Bolloré compra ancora Sale in Mediobanca e nella holding di Ligresti

Il finanziere francese Vincent Bollorè ha aumentato la partecipazione in Mediobanca oltre la soglia del 5% (al 5,029%). L’operazione, datata 29 settembre ma segnalata ieri dalla Consob, era nell’aria. Il patto di sindacato che governa l’istituto aveva infatti dato il via libera, 8 giorni prima, all’arrotondamento di un ulteriore pacchetto di 8,9 milioni di azioni, pari all’1% del capitale. Erano 7 anni però, dall’ottobre del 2003, che la partecipazione del 4,99% detenuta dalla holding Financiere De Perguet non subiva modifiche. E se a questo aggiungiamo che lo stesso finanziere nel medesimo periodo ha prima triplicato, all'1,68%, e poi arrotondato al 2,036% la quota nella società di controllo della famiglia Ligresti, la Premafin, socio storico nella merchant bank milanese, raggiungiamo un mix di elementi in grado di dar adito a svariate ipotesi.
Come tradizione infatti, ogni mossa che riguarda la galassia Mediobanca-Generali e i suoi azionisti, per quanto piccola e anticipata, viene vista come potenzialmente destabilizzante per gli equilibri di potere in essere. L'attivismo di Bollorè potrebbe sottendere una strategia volta ad avvicinare la compagnia francese Groupama (azionista anch’essa in Mediobanca) a FonSai. Il mercato non sembra però sposare questa speculazione. I titoli interessati hanno chiuso tutti in ribasso, con la sola FonSai in lieve controtendenza.

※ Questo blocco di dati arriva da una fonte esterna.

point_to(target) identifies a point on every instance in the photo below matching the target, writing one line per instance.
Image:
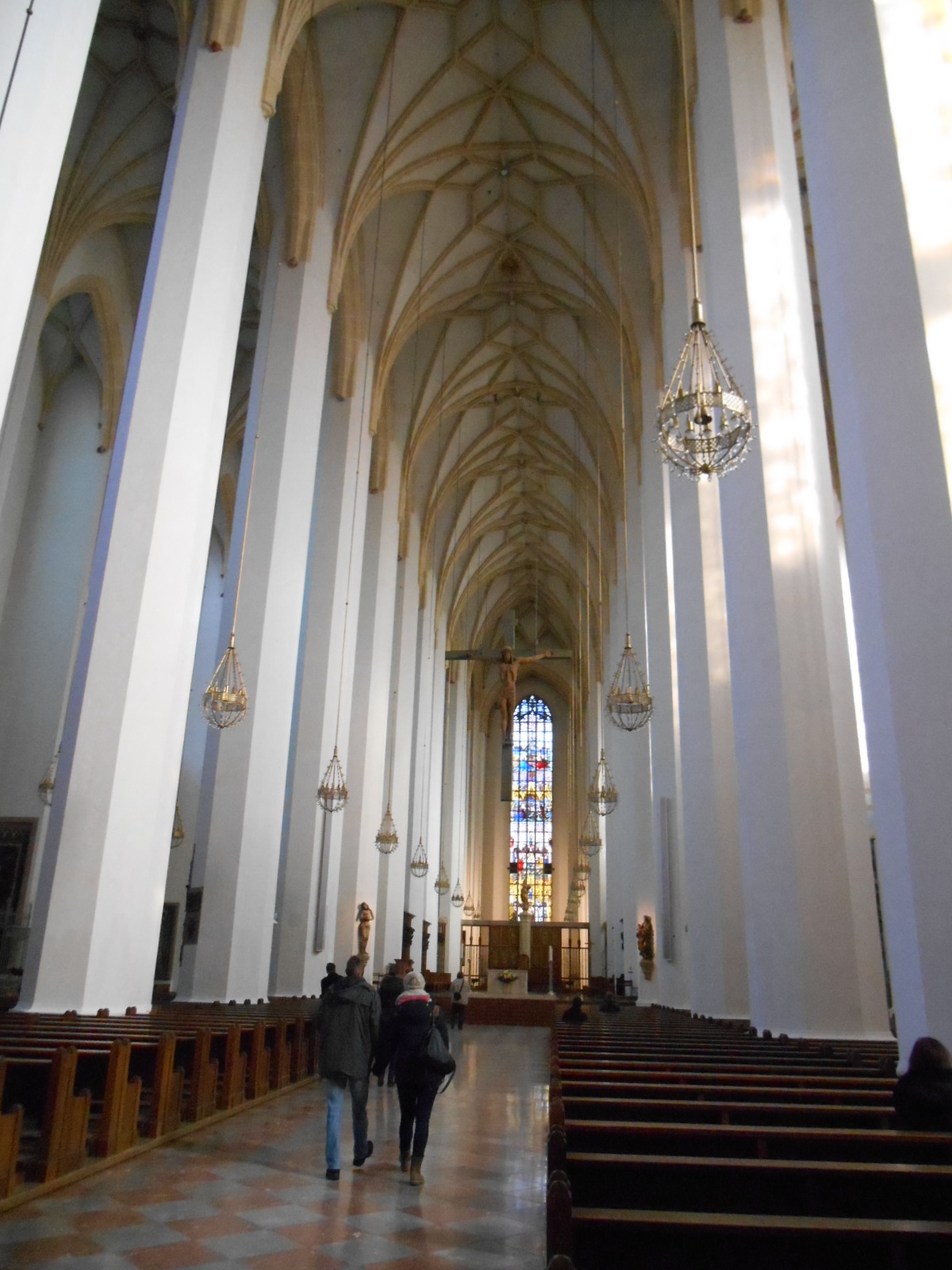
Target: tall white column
(806, 925)
(101, 892)
(310, 865)
(238, 865)
(895, 497)
(33, 135)
(428, 738)
(393, 897)
(370, 710)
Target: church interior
(466, 503)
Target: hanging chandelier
(590, 838)
(333, 793)
(419, 865)
(387, 840)
(704, 425)
(602, 793)
(48, 784)
(178, 829)
(225, 700)
(628, 698)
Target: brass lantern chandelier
(590, 836)
(628, 702)
(225, 700)
(603, 795)
(419, 865)
(704, 427)
(387, 840)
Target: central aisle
(251, 1191)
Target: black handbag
(435, 1054)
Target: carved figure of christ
(508, 672)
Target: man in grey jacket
(348, 1022)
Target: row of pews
(683, 1142)
(73, 1087)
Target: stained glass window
(531, 813)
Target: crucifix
(509, 664)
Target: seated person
(575, 1014)
(923, 1096)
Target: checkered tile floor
(251, 1191)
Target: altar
(512, 959)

Da Londra gli analisti sottolineano l’ottimismo legato alla prossima ristrutturazione del debito della holding del costruttore siciliano e interpretano l’investimento come un segnale di fiducia. D’altra parte lo stesso Bolloré ha definito «marginale» lo sforzo effettuato (meno di 10 milioni di euro), a fronte di partecipazioni che spaziano dall’editoria, alla pubblicità, alla carta e alle materie prime, che valgono un totale di 2,3 miliardi. Quanto all’ascesa in Mediobanca, l’accordo non altererà «il peso» dei soci internazionali, riuniti nel gruppo C, che hanno come tetto invalicabile l’11% del capitale.
Entrato in Mediobanca 7 anni fa a sostegno dell’amico Antoine Bernheim alla guida delle Generali, Bolloré ha poi appoggiato l’attuale vertice, ricevendo in cambio la nomina a vicepresidente. Il finanziere s’è detto recentemente ottimista sugli investimenti in Italia e punta ad aumentare la quota dallo 0,2 all'1% nella compagnia assicurativa.